Active versus Passive

June 30, 2009

I’m not sure what to make of yesterday’s interaction between my learning behavior and my son’s learning behavior.

He’s taking an online computer game design class using the FANG Java engine. Overall its proving to be a good experience but he had run into a stumbling block yesterday. He entered a program and found a more cryptic error instead of the common syntax errors. He tried a few things but was obviously frustrated. We talked about the error which seemed to help but at one point he stated that he wanted to just post a question in the class’s online forum to ask if anyone else had run into that error and, if so, how had they solved it.

I found myself completely opposed to this idea. In many respects its a good idea; don’t waste time reinventing the wheel, use the communities knowledge, ask for help so that when the problem comes up again you’ll know what to do. Its even, as he quickly informed me, exactly what I told him was the best method of solving his earlier problem with the class (issues with the Wimba tool that the class uses). He went ahead and wrote the post but didn’t post it until after he tried some of the things that I and my wife suggested (comparing his code to another student’s code, Googling the error message, rechecking some things in the book and the online docs). He found the problem and never posted the message.

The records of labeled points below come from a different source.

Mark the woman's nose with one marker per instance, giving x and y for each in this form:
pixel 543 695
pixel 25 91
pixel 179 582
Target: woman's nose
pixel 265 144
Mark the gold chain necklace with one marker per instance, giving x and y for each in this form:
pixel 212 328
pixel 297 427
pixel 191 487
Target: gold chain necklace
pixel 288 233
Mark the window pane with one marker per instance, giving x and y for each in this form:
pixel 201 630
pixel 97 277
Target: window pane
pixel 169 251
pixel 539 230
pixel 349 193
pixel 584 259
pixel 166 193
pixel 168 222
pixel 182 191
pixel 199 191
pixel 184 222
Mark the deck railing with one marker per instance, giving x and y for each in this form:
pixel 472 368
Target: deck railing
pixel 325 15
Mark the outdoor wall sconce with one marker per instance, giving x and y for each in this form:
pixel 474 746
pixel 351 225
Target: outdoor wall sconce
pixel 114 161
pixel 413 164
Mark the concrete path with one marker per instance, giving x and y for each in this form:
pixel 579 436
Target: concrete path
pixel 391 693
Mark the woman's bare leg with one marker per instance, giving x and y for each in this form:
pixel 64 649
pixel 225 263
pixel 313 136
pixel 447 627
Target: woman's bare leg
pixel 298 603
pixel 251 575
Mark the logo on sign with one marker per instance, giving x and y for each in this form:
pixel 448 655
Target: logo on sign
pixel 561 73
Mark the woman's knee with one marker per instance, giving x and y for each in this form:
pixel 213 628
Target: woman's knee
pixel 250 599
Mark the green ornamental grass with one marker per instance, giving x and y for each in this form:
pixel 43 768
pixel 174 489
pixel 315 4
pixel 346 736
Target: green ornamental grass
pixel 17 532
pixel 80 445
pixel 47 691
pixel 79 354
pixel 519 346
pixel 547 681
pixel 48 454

Is it just me and my old school thinking that just posting a question and waiting for someone else to answer is too passive? Sometimes it is the best strategy but in this case he succeeded on his own with just some encouragement and direction even if, in many respects, what he ended up doing was asking the “local web” of knowledge in the form of me and my wife. We were a little less direct then a classmate would have been since we mostly provided methods of resolving the problem not specific solutions but its unclear that the distinction (or the general usefulness of the methods) sunk in.